O’Dell eats lunch with her class at 12:30 p.m. in the classroom. “It’s just what we do together,” she notes. “It’s fun.”  Then she supervises recess until 1:10 p.m.

After recess, the activities vary with the days of the week. Monday it’s watercolor painting, and at two o’clock, the class prepares for a regional Olympiad to take place in May, with participants from other Waldorf schools around the Puget Sound area. O’Dell’s students are carving the ends of a javelin, which they will continue to use through eighth grade. They run the perimeter of the five-acre school commons to prepare for relay races. They practice long jump and discus throwing.

Tuesdays and Thursdays bring music lessons taught by another teacher, and handwork, another important part of the Waldorf curriculum proven by recent research to develop mental capacity.

O’Dell teaches handwork to her own and other classes. This year her class is learning to knit with four double-pointed needles, making socks, and using wool spun from sheep on the farm. Last year, they did cross-stitch, developing their fine motor skills. In third grade, they learned to crochet. In first grade students learn to knit, and in second grade they learn the purl stitch. The handwork is tied to child development, explains O’Dell. An accomplished knitter herself, she enjoys helping the students; sometimes they listen to a story while they work.

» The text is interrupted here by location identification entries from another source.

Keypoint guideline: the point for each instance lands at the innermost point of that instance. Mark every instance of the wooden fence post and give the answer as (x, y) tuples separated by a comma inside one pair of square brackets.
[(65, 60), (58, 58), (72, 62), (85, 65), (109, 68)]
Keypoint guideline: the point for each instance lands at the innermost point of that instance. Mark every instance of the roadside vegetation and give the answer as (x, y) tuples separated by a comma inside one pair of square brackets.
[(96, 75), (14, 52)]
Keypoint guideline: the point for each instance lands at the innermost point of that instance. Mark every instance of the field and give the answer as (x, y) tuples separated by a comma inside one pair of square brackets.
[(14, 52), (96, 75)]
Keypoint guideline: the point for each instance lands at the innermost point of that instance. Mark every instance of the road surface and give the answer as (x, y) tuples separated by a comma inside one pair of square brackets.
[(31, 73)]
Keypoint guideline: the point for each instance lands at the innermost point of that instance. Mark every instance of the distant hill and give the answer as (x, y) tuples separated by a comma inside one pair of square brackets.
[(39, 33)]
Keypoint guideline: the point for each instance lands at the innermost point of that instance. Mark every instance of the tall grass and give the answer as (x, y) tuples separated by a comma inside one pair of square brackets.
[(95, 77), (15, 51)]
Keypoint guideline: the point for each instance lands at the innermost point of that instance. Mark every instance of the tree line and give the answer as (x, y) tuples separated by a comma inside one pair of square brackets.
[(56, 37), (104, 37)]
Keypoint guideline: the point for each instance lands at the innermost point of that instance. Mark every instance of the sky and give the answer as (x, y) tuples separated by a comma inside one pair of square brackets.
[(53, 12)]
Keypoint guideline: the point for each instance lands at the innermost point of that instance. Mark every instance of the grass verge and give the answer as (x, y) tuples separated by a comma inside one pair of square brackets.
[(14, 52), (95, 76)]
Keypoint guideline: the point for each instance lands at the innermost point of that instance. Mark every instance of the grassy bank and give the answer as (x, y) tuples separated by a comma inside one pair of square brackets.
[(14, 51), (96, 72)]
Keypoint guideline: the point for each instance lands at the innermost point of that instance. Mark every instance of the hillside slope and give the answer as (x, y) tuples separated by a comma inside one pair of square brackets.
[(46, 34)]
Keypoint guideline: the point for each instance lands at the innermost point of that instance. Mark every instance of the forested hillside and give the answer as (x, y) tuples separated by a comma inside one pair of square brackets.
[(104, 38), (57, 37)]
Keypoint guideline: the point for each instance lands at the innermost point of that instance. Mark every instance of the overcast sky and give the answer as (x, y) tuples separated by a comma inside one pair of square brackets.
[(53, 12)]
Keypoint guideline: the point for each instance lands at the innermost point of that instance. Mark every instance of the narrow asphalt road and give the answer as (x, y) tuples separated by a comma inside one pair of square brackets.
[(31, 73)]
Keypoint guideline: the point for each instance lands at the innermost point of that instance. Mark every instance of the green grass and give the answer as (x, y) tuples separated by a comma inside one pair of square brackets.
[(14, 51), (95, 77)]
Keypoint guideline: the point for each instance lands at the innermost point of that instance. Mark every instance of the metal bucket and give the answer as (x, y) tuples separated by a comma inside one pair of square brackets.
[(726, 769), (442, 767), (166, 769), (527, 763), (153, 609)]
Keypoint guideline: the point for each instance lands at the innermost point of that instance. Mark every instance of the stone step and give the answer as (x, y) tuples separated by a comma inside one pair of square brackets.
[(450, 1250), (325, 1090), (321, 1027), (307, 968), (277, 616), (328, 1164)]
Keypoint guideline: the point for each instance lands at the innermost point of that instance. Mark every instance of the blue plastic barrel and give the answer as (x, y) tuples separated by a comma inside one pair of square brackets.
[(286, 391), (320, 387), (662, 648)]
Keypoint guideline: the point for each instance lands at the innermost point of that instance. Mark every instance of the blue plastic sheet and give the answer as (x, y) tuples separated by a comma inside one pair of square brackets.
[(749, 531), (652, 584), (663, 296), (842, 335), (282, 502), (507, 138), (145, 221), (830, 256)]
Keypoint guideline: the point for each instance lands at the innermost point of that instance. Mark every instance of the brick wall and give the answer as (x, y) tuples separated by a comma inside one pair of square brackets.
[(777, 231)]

Wednesdays are ‘Out and About on the Farm’ days.

“It’s more than a walk,” explains O’Dell. “They explore, interact, and make keen observations. We have a couple of what I guess you’d call wildlife charmers, students with a knack of interacting with wild creatures. They can get creatures to stick around for a longer look, and are appreciated by the group.”

Students notice things like water saturation patterns over time, and where tadpoles are, on the land and in their development, notes O’Dell.

“You’d think they were kind of like tadpoles, in the excitement and pure joy of discovery,” she notes with a laugh.

Also on Wednesdays, O’Dell has a class meeting, a sacred circle to discuss social issues.

“It could be gossip, things heard on the playground, or events in the world,” explains O’Dell. “Whatever the topic, we build understanding and social skills.”

At the end of every day, O’Dell’s chore wheel for cleaning the classroom gets used.
“We all participate in taking care of our space,” notes O’Dell, with students sweeping, putting things away, polishing desks, and neatly lining up the waterproof boots each student needs for wearing on the farm.

At the beginning and end of each day, O’Dell shakes each child’s hand, with a polite exchange and eye contact. She also shakes hands with any parents arriving to pick up students. (Carpools thrive at Sunfield, which has no transportation service.)

After school, O’Dell takes a breath, then is usually off to a school meeting— board, finance, or faculty. She has been a member of the Sunfield board for three years, and attends weekly faculty meetings.  She continues on the Finance Committee but has recently cut back on other school committee memberships to make more room in her life for things beyond school.

“I love Sunfield and Waldorf education, but my opinions don’t need to be everywhere, and I can take some time for other things,” she notes.

Back at home, O’Dell gets dinner ready while her daughter does the evening farm chores. They eat together, and then after dinner she spends the two to three hours before bed correcting papers and getting ready for the next day.

“If I’m not in bed by 9 or 9:30 I suffer, and everyone around me does, too,” she notes.

It’s a great life, one she wouldn’t trade for any other.

As a young mother, O’Dell lived on a tiny tropical island in the Pacific. She worked on the Pine Ridge Indian Reservation in South Dakota. She has followed her calling to be a Waldorf teacher. Now, she feels lucky to be on the beautiful and special land where she lives and works.

Her days are full; this is the best place yet.